DENVER, Colorado: State Senator Rollie Heath introduced a ballot measure earlier this year that would increase the state income and sales tax. Now it is officially up to state voters to either shoot down the idea or enact it this November.[1]

On August 24, Colorado Secretary of State Scott Gessler certified the ballot measure after confirming that enough signatures were gathered in order to include it in the November 1, 2011 general election. The measure's formal title on the ballot is Proposition 103.

When contacted by Ballotpedia on July 27, the Colorado Secretary of State's office stated that Senator Rollie Heath verbally committed to submitting signatures for the measure by the August 1 petition drive deadline.[2]

On the day of the deadline, Heath and supporters submitted 142,160 signatures, more than the 86,105 valid signatures needed to place the measure on the ballot.

Reports out of the state say that the measure was proposed in order to help fund education in the state.

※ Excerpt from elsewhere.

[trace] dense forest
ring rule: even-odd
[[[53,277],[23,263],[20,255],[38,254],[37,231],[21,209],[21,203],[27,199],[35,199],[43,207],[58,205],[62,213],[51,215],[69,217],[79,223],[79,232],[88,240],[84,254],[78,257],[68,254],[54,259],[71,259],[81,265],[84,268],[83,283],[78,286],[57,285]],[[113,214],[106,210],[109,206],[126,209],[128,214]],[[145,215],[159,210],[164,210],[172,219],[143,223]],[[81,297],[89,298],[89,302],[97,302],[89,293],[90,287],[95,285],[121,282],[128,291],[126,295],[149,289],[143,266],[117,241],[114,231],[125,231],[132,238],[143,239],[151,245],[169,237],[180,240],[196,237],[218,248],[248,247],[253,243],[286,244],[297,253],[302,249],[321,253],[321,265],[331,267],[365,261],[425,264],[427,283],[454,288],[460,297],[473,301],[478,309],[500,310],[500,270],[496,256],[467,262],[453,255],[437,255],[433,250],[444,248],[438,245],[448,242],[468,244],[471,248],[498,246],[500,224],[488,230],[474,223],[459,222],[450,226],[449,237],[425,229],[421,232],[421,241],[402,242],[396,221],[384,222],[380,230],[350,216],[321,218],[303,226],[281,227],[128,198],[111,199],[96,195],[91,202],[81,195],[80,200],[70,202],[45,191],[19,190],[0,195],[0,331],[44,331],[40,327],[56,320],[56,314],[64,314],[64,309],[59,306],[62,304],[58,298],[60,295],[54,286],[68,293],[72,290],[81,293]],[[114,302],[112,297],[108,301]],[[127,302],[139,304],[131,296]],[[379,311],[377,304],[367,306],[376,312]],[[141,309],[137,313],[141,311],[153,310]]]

According to Heath, "When people see what we’re doing to schools and classrooms, and closing schools and classrooms, and cutting back, they realize that this is reality and that education is economic development and jobs, and that we’re virtually last in the country for funding higher education and K-12, I’m hoping that people will understand that this cuts into the future, and regardless of how difficult the times, we need to invest in our kids"

However, opponents of the proposed ballot question, such as Jon Caldara, president of the libertarian Independence Institute, argue, "It is difficult to get something on the ballot purely with volunteers, especially something like this. It’s easier to get something on the ballot like abortion and gun control, something very easy to understand. This one’s not quite as easy."